Not convinced? Well, how about this: the premiere of McConaughey's dark, gritty HBO series True Detective was watched by 2.3 million viewers on Sunday night. It was the cable network's most successful premiere since Martin Scorsese's Boardwalk Empire in 2010.
That's quite a coup for an actor whose abilities were once so derided he was written off as a "torso". An actor the Complex website accuses of making "some of worst romantic comedies of the new millennium – films that our girlfriends force upon us during DVD nights".

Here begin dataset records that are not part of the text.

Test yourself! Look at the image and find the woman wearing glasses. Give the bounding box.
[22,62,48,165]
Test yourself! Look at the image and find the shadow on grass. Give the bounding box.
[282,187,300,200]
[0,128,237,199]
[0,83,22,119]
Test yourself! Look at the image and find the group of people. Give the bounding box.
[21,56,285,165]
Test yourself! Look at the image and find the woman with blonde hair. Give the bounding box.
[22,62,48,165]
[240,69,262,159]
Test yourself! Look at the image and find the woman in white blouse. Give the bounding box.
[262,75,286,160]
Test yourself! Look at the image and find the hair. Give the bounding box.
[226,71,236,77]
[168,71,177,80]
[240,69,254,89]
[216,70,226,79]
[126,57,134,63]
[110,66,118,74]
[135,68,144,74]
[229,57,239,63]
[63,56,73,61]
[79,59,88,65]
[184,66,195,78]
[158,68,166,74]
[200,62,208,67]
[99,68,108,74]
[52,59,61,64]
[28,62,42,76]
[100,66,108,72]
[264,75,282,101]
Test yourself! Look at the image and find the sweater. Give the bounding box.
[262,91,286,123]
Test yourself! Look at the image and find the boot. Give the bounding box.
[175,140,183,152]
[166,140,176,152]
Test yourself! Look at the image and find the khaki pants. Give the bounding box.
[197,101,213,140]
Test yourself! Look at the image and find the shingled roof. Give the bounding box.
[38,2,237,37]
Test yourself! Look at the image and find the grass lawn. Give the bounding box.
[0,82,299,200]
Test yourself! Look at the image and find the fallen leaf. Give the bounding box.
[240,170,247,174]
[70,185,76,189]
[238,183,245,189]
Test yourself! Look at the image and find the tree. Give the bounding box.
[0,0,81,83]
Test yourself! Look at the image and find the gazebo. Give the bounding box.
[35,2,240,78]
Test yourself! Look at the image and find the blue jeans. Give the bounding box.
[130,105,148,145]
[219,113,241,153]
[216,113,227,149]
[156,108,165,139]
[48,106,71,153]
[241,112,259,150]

To be fair, McConaughey didn't start his film career as a celluloid punch-line. His scene-stealing performance as a stoner in 1993's Dazed and Confused suggested he was capable of interesting work. But by 2001 – the year he starred in the moribund rom-com The Wedding Planner – his name was synonymous with the kind of guileless Hollywood 'himbos' who are effortlessly outsmarted by their sassy girlfriends.
The reinvention of Matthew McConaughey began in 2011 with The Lincoln Lawyer. A slice of LA noir starring the actor as defence lawyer Mick Haller, it was "an unexpected treat" built on a "career-best performance", wrote The Guardian's Peter Bradshaw.

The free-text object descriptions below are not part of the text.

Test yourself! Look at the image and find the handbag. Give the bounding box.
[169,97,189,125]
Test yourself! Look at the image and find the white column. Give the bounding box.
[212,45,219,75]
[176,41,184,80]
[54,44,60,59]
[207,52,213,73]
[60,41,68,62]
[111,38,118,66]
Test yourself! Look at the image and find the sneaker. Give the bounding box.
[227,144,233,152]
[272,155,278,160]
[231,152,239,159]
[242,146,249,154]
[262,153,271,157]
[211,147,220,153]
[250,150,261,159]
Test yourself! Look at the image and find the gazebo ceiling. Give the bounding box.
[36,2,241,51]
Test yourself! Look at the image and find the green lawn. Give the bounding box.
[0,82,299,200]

The Lincoln Lawyer was impressive, but barely prepared audiences for 2011's other McConaughey release, Killer Joe. As Joe Cooper, a police officer with a second career as a contract killer, he was the star attraction in a movie Total Film described as "the dirtiest black comedy you'll see in a long time".
The US ratings board slapped Killer Joe with an NC-17 for "graphic aberrant content". As a description it sums up the movie's most memorable scene that involves Cooper, a napkin and a fried chicken leg.
As his reviews went from scathing to celebratory, McConaughey kept his foot to the floor. The journalist he played in 2012's The Paperboy had a dangerous taste for sadomasochistic sex. He put his torso back to work in the male stripper drama Mad Mike, but his "drawling, leering" nightclub manager was more sinister than sexy.
Which brings us to Dallas Buyers Club and McConaughey's other 2013 movie, The Wolf of Wall Street. In the former, he's an emaciated hustler importing Aids drugs from Mexico; in the latter he's an immoral stockbroker who advises his protégés to get as much cash, cocaine and sex as possible. The Matthew McConaughey of How to Lose a Guy in 10 Days - the wisecracking slacker with the abs and the good hair – appears dead and buried.
Variety's Peter Debruge writes that Dallas Buyers Club "permanently puts to rest" any doubts about McConaughey's abilities as an actor. The only remaining question is whether the Academy hands him Hollywood's ultimate accolade on 2 March.